Mathieu Lindon n’est ni philosophe ni sociologue. Il n’a pas le sentiment d’appartenir à sa génération. Il « n’était pas dans le coup », nous a-t-il dit, il n’avait pas de relation avec la scène parisienne de cette fin des années 1970 ou seulement marginalement, pour draguer. C’est que l’expérimentation de ces nouvelles relations s’est diffusée de façon souterraine, par rhizomes, pour reprendre un concept de Deleuze. Lorsqu’il apprend que l’on dit de lui qu’il est « pédé, drogué, et ami de Michel Foucault », il se rappelle combien celui-ci s’amusait d’être ainsi assimilé à deux vices. Mais, en aucune manière, Mathieu Lindon ne se veut « représentatif » d’une cause ou d’une génération. Il entend parler de son homosexualité comme de son usage de drogues, simplement, parce qu’il se trouve que c’est ce qu’il vit ou a vécu. Il se refuse aux généralités sur le changement de contexte des années 1980 — « les années d’hiver » pour Félix Guattari — ou sur la façon dont la lutte contre le sida a pu affecter la perception de l’homosexualité d’une part, celle des drogues d’autre part. Leur histoire est pourtant bien différente, au-delà de ce statut commun de vice, héritier du xixe siècle. L’homosexualité n’est plus un tabou tandis que l’expérience des drogues, marquée du sceau de l’interdit, reste secrète. C’est un secret partagé par tous ceux qui connaissent les drogues « qui font les yeux émerveillés » [1]. L’émerveillement s’est propagé dans la génération contre-culturelle, qui se veut « Peace and Love » et dont indirectement Mathieu Lindon hérite. Le projet philosophique de Michel Foucault s’est aussi nourri de l’expérience vécue aux États-Unis, qui fait des drogues « un opérateur de la multiplication et de l’intensification du plaisir » [2]. Michel Foucault n’a pas écrit sur les drogues [3]. Craignait-il d’être incitatif ? La préoccupation de Mathieu Lindon est d’un tout autre ordre. Son projet d’écriture est de trouver les mots justes de son expérience propre, qu’il s’agisse d’amitié, de drogues ou d’homosexualité. Si la simplicité de l’écriture fait écho à l’expérience d’une succession de générations, c’est qu’il a trouvé les mots pour le dire.

Post-scriptum

Le titre de cet article est repris d’un entretien de Michel Foucault, Le Monde, 16-17 juillet 1984.

Notes

[1] Alexandre Rouhier, Le Peyotl. La Plante qui fait les yeux émerveillés, Éditions Guy Tredaniel, 1989 1e édition en 1926.

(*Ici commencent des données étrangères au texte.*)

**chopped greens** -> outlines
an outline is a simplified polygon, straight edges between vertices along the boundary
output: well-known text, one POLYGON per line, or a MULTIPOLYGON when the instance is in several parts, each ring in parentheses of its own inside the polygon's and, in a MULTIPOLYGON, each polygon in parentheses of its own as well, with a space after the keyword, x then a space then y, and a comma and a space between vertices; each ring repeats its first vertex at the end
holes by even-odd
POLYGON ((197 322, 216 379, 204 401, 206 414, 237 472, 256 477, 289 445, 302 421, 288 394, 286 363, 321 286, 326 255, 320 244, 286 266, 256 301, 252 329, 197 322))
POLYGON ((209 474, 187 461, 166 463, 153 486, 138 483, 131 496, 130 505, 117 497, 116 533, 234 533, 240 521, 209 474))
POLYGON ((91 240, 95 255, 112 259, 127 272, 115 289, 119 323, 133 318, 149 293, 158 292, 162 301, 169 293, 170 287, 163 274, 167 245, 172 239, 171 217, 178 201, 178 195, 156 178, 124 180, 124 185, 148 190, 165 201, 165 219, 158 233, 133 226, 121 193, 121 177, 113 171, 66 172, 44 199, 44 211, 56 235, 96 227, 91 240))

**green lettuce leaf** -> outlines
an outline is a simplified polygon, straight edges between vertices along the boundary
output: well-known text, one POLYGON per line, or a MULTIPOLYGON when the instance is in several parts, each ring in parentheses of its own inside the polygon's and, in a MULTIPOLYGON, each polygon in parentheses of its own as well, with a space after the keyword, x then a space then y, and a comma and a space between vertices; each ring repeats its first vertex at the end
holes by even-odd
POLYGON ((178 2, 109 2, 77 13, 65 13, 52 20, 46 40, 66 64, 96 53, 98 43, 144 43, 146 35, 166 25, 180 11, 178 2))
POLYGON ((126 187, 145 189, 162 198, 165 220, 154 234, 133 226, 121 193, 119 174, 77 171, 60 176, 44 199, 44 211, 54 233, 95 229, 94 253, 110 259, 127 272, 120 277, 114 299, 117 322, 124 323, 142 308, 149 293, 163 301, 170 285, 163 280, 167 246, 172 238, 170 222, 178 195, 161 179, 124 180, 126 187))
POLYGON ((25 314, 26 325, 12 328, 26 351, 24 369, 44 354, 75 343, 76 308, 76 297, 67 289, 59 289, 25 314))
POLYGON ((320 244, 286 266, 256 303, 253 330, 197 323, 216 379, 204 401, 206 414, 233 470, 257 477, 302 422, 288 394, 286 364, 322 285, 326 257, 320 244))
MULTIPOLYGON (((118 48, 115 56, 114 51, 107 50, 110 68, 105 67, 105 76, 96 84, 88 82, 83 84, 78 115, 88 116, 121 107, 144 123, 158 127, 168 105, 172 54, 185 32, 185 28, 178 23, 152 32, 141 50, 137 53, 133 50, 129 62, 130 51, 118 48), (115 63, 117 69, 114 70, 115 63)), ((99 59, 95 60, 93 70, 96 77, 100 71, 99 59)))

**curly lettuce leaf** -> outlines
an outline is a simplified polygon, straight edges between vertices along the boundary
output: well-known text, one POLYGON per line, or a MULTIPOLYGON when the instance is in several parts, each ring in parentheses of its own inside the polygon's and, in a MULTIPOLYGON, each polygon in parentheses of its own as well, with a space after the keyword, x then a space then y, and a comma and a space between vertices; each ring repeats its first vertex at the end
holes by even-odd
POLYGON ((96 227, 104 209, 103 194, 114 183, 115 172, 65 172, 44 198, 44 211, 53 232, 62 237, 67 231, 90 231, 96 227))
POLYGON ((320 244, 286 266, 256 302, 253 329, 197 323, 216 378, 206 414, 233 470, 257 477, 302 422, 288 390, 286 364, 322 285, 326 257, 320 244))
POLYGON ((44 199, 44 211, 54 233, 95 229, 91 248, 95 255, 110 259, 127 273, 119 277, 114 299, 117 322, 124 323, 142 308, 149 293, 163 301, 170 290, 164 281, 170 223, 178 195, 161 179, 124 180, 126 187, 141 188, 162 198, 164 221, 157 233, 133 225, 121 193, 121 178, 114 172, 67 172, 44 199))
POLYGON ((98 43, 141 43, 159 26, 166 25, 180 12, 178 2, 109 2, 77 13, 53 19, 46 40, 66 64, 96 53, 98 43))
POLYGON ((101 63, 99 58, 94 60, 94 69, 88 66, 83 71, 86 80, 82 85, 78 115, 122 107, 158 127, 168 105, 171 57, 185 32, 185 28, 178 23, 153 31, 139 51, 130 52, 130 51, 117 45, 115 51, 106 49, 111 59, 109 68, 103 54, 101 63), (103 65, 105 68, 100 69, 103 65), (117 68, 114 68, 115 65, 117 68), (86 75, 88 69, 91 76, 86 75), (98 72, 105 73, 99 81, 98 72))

[2] Thierry Voeltzel, Vingt ans et après, Grasset, 1978, cité par Didier Éribon, Michel Foucault, édition augmentée, Flammarion, 2011.

[3] Lorsque Foucault les évoque dans un entretien, il est très clair : « Nous devons essayer les drogues. Nous devons fabriquer de bonnes drogues — susceptibles de produire un plaisir très intense. […] Les drogues font maintenant partie de notre culture. » (Dits et écrits, Tome 2, Gallimard, 2001, texte n° 358).